Maîtrise des risques

Utiliser des mots de passe robustes, éviter l’utilisation d’équipements ou de messagerie personnels dans un but professionnel, appliquer les mises à jour de sécurité rapidement, utiliser un filtre de confidentialité écran, procéder régulièrement à une sauvegarde hors ligne… Certaines des 30 recommandations de l’ANSSI tombent sous le sens. Celles relatives à la maîtrise des risques exigent des moyens plus aboutis. Analyser les risques liés à l’ensemble des prestataires informatiques ou prévoir un mode d’organisation dégradé comme un poste de travail de secours pour le cas où le système d’information ne répond plus, surveiller les interventions des prestataires sur site ou à distance, tout cela requiert un autre niveau de compétences. L’ANSSI préconise d’ailleurs pour tout cabinet de compter parmi ses membres un référent sécurité. Une personne faisant office de point de contact pour les équipes en cas d’incident cyber et en mesure de les sensibiliser aux risques informatiques.

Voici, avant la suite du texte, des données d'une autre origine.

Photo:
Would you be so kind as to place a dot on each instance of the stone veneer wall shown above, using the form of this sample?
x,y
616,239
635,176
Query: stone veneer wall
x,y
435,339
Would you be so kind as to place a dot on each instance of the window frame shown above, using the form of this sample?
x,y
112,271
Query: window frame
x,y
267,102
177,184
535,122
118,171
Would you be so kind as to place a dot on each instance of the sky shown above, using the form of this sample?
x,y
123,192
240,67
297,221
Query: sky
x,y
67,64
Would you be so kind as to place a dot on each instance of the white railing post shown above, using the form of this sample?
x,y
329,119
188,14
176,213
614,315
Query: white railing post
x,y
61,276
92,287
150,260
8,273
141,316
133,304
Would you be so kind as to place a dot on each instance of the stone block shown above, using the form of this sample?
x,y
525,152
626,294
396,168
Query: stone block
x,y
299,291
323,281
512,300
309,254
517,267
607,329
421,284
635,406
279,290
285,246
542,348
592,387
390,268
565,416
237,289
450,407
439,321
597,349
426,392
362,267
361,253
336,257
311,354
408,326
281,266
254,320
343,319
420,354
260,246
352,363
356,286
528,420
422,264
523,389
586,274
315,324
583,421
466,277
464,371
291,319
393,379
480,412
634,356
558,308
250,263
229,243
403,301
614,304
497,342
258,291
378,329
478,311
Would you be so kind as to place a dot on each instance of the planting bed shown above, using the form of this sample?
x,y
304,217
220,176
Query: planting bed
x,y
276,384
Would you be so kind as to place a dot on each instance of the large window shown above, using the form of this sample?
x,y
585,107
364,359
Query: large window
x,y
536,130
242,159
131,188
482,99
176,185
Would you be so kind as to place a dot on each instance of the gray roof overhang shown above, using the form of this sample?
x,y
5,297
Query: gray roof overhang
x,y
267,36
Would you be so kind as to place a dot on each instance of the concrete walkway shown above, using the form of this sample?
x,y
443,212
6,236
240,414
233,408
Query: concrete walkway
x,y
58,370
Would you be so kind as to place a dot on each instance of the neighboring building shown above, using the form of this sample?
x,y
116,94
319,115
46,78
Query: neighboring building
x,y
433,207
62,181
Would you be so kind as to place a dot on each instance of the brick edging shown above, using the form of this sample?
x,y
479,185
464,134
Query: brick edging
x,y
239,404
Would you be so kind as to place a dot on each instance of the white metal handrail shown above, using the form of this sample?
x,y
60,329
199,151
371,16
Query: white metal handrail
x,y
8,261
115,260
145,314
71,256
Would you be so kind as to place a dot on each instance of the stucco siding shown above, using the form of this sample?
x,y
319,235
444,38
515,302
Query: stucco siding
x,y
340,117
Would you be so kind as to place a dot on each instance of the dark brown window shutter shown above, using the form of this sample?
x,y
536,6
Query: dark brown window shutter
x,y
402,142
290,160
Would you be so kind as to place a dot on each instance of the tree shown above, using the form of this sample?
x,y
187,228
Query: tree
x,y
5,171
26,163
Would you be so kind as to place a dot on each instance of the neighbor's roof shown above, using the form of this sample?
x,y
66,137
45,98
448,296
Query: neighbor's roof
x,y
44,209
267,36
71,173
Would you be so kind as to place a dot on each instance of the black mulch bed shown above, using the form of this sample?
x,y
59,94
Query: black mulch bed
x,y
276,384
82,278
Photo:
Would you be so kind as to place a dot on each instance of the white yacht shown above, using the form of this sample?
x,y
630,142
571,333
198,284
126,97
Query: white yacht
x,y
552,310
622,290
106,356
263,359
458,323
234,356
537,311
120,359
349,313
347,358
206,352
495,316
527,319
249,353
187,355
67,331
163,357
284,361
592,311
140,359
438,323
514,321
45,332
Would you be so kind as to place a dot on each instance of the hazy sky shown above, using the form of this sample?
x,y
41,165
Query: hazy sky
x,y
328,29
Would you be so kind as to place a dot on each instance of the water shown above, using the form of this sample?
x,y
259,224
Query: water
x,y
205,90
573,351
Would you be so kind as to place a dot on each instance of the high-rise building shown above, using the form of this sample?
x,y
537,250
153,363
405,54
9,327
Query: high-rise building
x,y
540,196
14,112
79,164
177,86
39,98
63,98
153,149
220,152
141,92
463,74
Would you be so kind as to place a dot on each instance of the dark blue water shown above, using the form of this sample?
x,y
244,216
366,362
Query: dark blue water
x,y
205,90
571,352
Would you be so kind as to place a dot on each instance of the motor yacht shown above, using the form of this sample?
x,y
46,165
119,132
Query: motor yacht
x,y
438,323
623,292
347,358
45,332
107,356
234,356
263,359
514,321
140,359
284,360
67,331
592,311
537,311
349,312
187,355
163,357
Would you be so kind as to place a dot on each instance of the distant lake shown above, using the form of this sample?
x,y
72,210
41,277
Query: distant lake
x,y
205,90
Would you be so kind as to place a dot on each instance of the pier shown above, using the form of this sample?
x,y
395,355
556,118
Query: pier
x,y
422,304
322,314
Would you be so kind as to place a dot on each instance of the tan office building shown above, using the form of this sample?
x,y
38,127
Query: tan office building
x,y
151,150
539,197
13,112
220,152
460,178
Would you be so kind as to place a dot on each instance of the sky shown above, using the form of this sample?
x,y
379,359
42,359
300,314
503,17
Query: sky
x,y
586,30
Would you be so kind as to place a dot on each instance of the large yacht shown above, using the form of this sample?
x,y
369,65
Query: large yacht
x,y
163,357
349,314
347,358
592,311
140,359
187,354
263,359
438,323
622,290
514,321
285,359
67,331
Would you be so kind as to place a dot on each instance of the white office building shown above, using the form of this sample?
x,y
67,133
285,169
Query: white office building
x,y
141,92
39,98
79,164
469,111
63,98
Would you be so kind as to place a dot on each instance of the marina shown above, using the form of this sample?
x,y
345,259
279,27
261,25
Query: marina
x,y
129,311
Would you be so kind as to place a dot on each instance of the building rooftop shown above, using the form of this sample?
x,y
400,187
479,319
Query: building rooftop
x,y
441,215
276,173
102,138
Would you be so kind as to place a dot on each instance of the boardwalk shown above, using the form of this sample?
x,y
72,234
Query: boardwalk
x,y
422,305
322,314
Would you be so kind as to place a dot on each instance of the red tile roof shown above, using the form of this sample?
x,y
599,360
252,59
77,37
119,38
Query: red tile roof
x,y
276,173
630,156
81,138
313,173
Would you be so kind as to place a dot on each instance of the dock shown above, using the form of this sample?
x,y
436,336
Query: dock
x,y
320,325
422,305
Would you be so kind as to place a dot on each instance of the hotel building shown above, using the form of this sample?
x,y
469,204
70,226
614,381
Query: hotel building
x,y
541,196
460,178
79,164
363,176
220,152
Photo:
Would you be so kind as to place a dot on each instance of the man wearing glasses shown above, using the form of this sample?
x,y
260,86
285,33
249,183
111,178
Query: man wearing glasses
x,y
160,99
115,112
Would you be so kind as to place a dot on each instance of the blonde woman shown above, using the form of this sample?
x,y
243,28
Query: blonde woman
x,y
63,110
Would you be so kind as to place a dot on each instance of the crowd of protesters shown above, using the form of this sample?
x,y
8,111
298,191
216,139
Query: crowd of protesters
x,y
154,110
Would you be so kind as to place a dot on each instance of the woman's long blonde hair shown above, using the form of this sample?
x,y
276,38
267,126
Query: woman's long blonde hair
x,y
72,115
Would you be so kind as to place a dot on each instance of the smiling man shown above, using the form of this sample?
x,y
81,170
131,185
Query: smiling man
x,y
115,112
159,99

Les conséquences d’une cyberattaque ne sont pas neutres. Le cabinet victime met en jeu sa réputation, ses finances - en cas de paiement d’une rançon ou pire d’une double rançon. Sans oublier le plan opérationnel, si jamais les attaquants du Web ont dans l’idée de bloquer les outils informatiques pour obtenir une double ration de rançon… Des menaces qui incitent à suivre les recommandations de l’ANSSI à la lettre.